Going local, look to eco-friendly shops that offer bulk product (new ones are popping up all the time!), like Nada in Vancouver, Eco + Amour in Toronto and The Tare Shop in Halifax. At bulk shops, you can bring your own containers or purchase some from the store, and they will weigh each of the products to determine what you owe. 

Read this next: 10 Canadian Ethical Fashion Brands That Deserve Your Dollars

4. Choose product packaging wisely

Making sweeping changes to our beauty routine may seem difficult, but one simple change is to choose packaging materials wisely. A lot of indie brands include glass or other recyclable materials in their packaging, making them with very little plastic or entirely plastic-free. 

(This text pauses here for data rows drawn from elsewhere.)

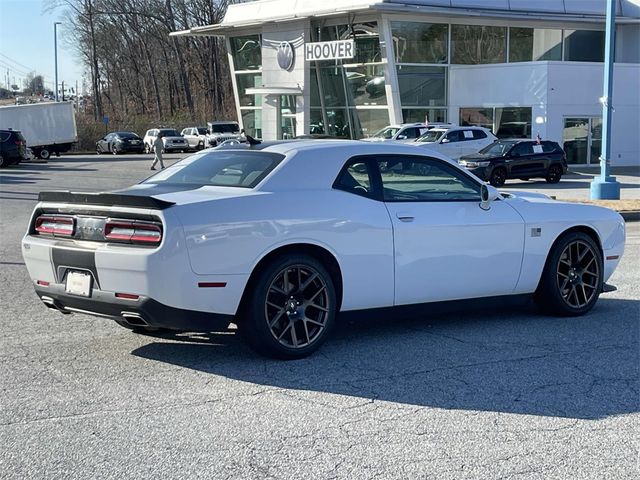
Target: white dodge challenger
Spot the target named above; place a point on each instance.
(278, 238)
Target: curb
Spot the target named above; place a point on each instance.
(631, 216)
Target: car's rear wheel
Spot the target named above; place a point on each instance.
(572, 278)
(291, 308)
(498, 177)
(554, 174)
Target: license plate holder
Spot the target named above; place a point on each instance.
(78, 283)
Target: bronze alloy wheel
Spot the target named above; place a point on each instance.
(578, 274)
(297, 306)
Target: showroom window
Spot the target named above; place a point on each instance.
(246, 52)
(348, 97)
(475, 44)
(584, 46)
(415, 42)
(504, 122)
(533, 44)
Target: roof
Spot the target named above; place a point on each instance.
(255, 13)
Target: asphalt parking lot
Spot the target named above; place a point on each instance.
(505, 393)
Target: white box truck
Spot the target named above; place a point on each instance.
(49, 128)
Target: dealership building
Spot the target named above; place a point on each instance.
(521, 68)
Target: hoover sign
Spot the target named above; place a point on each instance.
(338, 49)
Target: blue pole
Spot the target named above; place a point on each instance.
(605, 187)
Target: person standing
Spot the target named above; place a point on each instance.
(158, 146)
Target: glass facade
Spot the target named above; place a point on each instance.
(475, 44)
(415, 42)
(348, 97)
(532, 44)
(504, 122)
(246, 52)
(583, 46)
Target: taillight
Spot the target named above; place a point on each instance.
(55, 225)
(132, 231)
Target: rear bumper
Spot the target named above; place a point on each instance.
(143, 311)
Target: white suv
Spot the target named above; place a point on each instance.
(407, 132)
(456, 141)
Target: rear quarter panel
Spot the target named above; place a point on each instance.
(553, 219)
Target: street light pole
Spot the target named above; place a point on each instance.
(55, 55)
(605, 187)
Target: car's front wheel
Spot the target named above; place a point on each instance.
(498, 177)
(572, 278)
(291, 308)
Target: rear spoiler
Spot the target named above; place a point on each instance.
(104, 199)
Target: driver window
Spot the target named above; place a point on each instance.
(453, 136)
(414, 179)
(355, 178)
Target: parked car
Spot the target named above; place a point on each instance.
(120, 142)
(277, 242)
(407, 132)
(13, 148)
(523, 159)
(196, 137)
(220, 131)
(456, 141)
(172, 140)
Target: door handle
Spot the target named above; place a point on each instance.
(405, 217)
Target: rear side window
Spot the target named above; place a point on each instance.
(479, 135)
(525, 148)
(221, 168)
(355, 178)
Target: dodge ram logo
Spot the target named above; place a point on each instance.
(286, 56)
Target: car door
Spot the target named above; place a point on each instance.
(522, 160)
(450, 144)
(445, 246)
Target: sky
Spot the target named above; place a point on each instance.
(26, 43)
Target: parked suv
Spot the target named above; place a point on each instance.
(172, 140)
(196, 137)
(407, 132)
(13, 148)
(218, 132)
(523, 159)
(456, 141)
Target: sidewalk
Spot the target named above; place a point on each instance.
(575, 187)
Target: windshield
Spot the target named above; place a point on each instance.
(127, 135)
(497, 149)
(225, 128)
(168, 132)
(237, 168)
(431, 136)
(386, 132)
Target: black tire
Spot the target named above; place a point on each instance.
(294, 324)
(554, 174)
(498, 177)
(571, 281)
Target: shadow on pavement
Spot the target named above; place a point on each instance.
(513, 361)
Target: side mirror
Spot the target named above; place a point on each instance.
(488, 194)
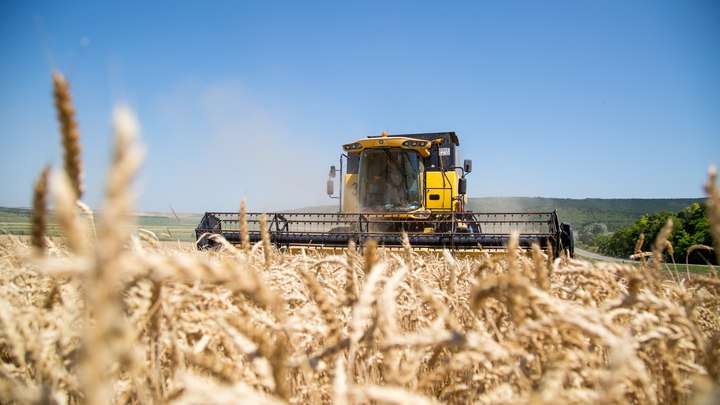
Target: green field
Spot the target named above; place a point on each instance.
(578, 212)
(166, 227)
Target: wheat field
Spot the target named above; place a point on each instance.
(110, 315)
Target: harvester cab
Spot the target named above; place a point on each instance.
(390, 185)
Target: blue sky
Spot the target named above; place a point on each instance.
(570, 99)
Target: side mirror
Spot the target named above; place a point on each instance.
(462, 186)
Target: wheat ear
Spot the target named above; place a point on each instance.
(69, 132)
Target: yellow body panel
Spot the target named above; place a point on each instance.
(389, 142)
(440, 188)
(350, 196)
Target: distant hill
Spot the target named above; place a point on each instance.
(613, 212)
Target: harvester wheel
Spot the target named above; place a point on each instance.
(205, 242)
(567, 239)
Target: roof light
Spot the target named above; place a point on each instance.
(352, 146)
(414, 144)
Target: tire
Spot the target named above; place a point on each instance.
(567, 239)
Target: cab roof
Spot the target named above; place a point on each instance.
(427, 136)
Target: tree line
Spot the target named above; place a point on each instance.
(690, 229)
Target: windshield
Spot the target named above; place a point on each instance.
(389, 180)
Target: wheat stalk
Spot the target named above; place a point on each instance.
(69, 132)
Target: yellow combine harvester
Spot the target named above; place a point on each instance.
(390, 184)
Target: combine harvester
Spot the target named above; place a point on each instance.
(393, 183)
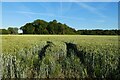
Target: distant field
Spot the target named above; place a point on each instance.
(60, 56)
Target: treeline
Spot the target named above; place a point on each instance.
(43, 27)
(53, 27)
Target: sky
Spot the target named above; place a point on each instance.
(78, 15)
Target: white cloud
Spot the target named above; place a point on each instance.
(91, 9)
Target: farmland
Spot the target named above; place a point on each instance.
(60, 56)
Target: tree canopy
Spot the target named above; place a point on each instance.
(43, 27)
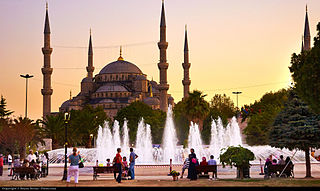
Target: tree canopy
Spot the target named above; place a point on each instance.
(196, 107)
(296, 127)
(219, 106)
(238, 157)
(261, 116)
(305, 69)
(82, 123)
(3, 111)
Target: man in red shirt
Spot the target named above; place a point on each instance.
(119, 164)
(1, 164)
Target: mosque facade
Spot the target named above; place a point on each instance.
(116, 85)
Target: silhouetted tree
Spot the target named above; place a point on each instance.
(305, 69)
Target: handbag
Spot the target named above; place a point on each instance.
(81, 165)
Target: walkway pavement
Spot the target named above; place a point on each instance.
(160, 173)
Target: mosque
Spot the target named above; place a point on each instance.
(119, 83)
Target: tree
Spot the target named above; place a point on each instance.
(83, 123)
(296, 127)
(261, 116)
(3, 111)
(24, 131)
(8, 141)
(220, 106)
(196, 108)
(181, 122)
(137, 110)
(53, 127)
(305, 69)
(238, 157)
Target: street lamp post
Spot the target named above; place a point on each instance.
(27, 76)
(237, 93)
(66, 121)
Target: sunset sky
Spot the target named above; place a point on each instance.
(234, 45)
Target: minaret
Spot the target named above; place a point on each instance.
(163, 65)
(186, 65)
(307, 37)
(90, 67)
(302, 45)
(46, 70)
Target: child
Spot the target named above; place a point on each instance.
(108, 162)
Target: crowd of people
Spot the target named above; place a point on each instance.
(191, 162)
(273, 161)
(34, 160)
(123, 169)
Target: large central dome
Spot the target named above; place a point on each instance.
(120, 66)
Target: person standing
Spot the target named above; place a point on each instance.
(192, 173)
(31, 156)
(132, 160)
(213, 162)
(281, 161)
(9, 162)
(73, 170)
(119, 164)
(1, 164)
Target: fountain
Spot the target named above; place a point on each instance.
(221, 137)
(144, 143)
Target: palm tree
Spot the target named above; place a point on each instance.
(196, 108)
(25, 131)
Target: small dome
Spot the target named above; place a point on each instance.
(112, 87)
(151, 101)
(120, 66)
(65, 104)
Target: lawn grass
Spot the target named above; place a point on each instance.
(168, 183)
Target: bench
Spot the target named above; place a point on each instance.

A few local Canadian brands that are ahead of the curve here include Boosh (a lipstick line from a young female entrepreneur with tubes made out of tin), Unwrapped Life (a brand of shampoo and conditioner bars that are wrapped only in recyclable paper and cardboard), deodorant brand Routine. (a Calgary line that sells beautifully scented, natural cream formulations in glass jars with a tin lid, and will have stick deodorants housed in cardboard and post consumer recycled plastic packaging), WellKept (a line of brass safety razors that eliminates the need for disposables and are oh-so-chic!), and Toronto-based Sahajan (this ayurvedic line comes in beautiful brown glass bottles). 

Other international faves include Biologique Recherche (a beauty editor favourite with serums in glass dropper bottles that is now available at Miraj Hammam Spa in Toronto and Vancouver), and Tata Harper (her gorgeous green glass containers set the standard for clean beauty packaging when they launched in 2010).